Ah. Evet. Bildiniz. Tam da tahmin ettiğiniz gibi oldu. Kulağımdaki minik kulaklıkları atkımın arasına gizledim - uçak touch down ederken bile Bon Jovi'yleydim.
Çok severim bu şarkıyı. "In a world that gives you nothing, we need something to believe in..." diye gider. Gerçekten de öyle değil midir : Sana hiç bir şey vermeyen bir hayatı yaşarken, bir şeylere inanmak zorundasın...

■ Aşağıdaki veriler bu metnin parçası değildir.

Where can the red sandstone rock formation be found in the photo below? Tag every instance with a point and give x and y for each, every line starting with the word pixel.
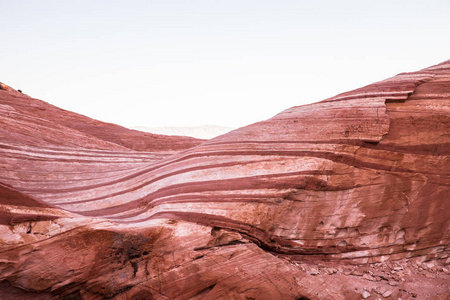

Eskidir ama söyledikleri eskimez. Inanacak bir şeyin yoksa, bu hayat geçmek bilmez. Hayatı boşver, şu kısacık gün bile geçmez.
Sabahın 7'sinde kalkarsın, yağmurun altında beklersin, belki de şanslısındır, trafikte beklersin. işe gidersin, 8 saat geçirirsin, belki de şanslısındır, 1 saat bir şeyler üretirsin. yorulmuşsundur, canın sıkılmıştır, eve gitmeden bir yerlere gidersin. daha da çok yorulursun, evine gelirsin. belki de şanslısındır, yatar uyursun. Sabah olur, bil bakalım ne olur ?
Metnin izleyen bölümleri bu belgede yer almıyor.